公開 2022年9月 5日
本実験では、JAXAが新たに開発した固体燃焼実験装置(SCEM)を利用します。「きぼう」でのSCEMの組立・機能確認後、初となる燃焼実験を地上からの操作で行い、実験関係者も筑波宇宙センターからその進捗を見守りました。(図1~3)
FLAREテーマでは、さまざまな材質・形状の固体材料を実験試料として用い、微小重力環境における高精度な燃焼特性データを系統的に取得する予定です。最初の実験シリーズでは、薄い"ろ紙"が試料として用いられています。
今後の宇宙実験により、微小重力環境における材料燃焼性評価について、多くの利点を有する新手法の妥当性が検証され、次世代の国際的基準として活用されることが期待されます。
また、SCEMにより、低圧や高濃度酸素条件での材料燃焼実験がISSで初めて可能となりました。
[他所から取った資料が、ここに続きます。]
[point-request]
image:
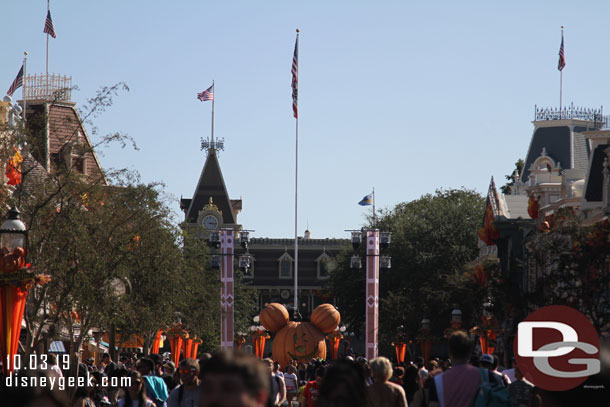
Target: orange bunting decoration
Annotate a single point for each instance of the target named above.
(533, 207)
(15, 282)
(488, 233)
(13, 168)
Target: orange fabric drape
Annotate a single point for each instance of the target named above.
(176, 345)
(334, 346)
(488, 342)
(401, 349)
(156, 343)
(12, 306)
(426, 347)
(259, 345)
(187, 347)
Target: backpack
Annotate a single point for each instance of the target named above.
(491, 393)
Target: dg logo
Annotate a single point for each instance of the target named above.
(557, 348)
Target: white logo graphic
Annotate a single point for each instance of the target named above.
(568, 344)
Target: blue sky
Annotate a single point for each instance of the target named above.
(406, 97)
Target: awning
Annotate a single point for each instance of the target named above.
(57, 347)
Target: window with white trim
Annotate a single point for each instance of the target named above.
(285, 266)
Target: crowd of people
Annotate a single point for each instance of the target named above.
(239, 379)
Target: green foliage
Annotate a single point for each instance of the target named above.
(433, 238)
(572, 258)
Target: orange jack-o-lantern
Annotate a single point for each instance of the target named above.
(274, 317)
(326, 317)
(299, 340)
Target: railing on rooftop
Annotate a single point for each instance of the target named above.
(573, 112)
(48, 87)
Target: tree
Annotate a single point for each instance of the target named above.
(573, 259)
(433, 238)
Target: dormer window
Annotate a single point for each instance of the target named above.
(326, 265)
(285, 266)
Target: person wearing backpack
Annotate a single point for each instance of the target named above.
(459, 385)
(278, 387)
(187, 394)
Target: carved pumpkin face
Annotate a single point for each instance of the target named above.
(326, 317)
(298, 341)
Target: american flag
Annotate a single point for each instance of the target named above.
(295, 78)
(207, 94)
(48, 25)
(17, 83)
(562, 56)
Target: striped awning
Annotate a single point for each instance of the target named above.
(57, 347)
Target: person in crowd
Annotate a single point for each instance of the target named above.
(116, 392)
(422, 396)
(278, 386)
(187, 394)
(291, 381)
(135, 394)
(168, 375)
(382, 392)
(156, 389)
(490, 363)
(54, 369)
(458, 385)
(234, 379)
(312, 388)
(107, 364)
(411, 381)
(520, 390)
(342, 386)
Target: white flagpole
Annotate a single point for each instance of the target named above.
(296, 200)
(561, 80)
(23, 94)
(48, 8)
(213, 99)
(374, 213)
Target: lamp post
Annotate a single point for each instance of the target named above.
(374, 239)
(15, 282)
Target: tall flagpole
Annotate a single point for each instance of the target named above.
(295, 68)
(213, 98)
(374, 212)
(560, 67)
(47, 89)
(23, 94)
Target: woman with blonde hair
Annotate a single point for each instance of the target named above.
(382, 392)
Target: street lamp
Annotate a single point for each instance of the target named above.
(13, 233)
(374, 261)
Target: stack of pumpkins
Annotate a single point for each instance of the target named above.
(300, 341)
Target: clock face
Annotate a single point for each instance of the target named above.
(210, 222)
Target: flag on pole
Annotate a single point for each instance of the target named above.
(295, 78)
(367, 200)
(562, 56)
(207, 94)
(48, 25)
(17, 83)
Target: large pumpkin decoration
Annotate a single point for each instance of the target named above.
(326, 317)
(299, 340)
(274, 317)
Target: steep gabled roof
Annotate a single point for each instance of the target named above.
(211, 184)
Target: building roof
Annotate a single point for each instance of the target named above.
(595, 178)
(211, 184)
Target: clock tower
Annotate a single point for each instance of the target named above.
(210, 208)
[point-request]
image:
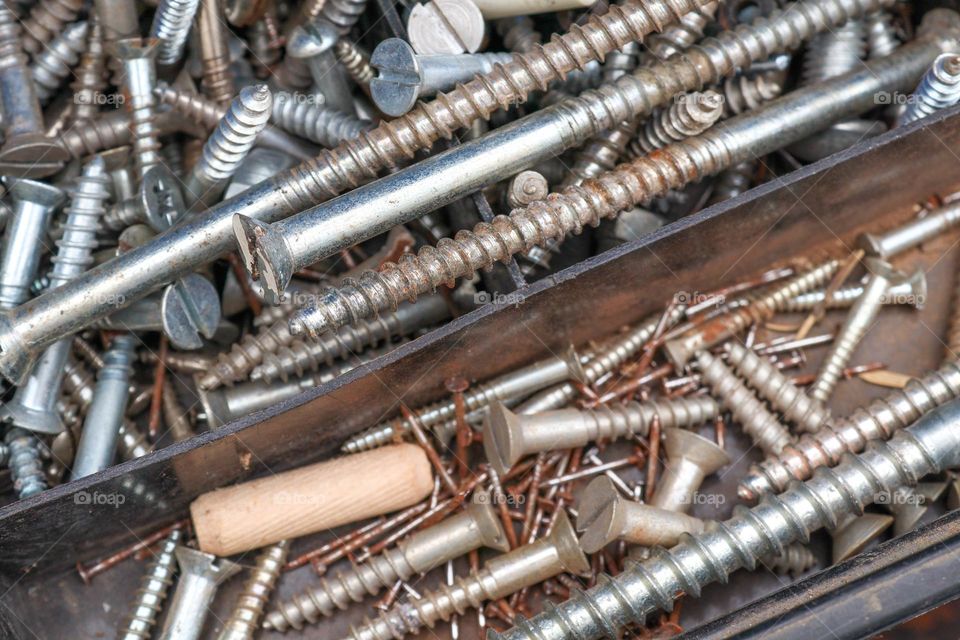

日本も参画する月面などへの国際宇宙探査(アルテミス計画)では、月面居住施設などの与圧環境として、ISS(大気圧、21% O2)とは異なる低圧・高濃度酸素条件(0.56気圧、34% O2)が検討されています。FLAREテーマにおいても、今後、同様な条件での実験データ取得が計画されており、アルテミス計画における宇宙火災安全性の確保に対しての貢献も期待されます。
研究代表者インタビュー
- ※1 固体燃焼実験装置(Solid Combustion Experiment Module : SCEM)
- ※2 火災安全性向上に向けた固体材料の燃焼現象に対する重力影響の評価(FLARE)
- 研究代表者藤田 修(北海道大学 教授)
- 実験目的 固体材料の燃焼性、特に燃焼限界条件が微小重力環境において通常重力環境と比べどのように変化するかを明らかにし、微小重力環境における材料燃焼性評価の国際的な基準を日本が主導して作成することを目的とします。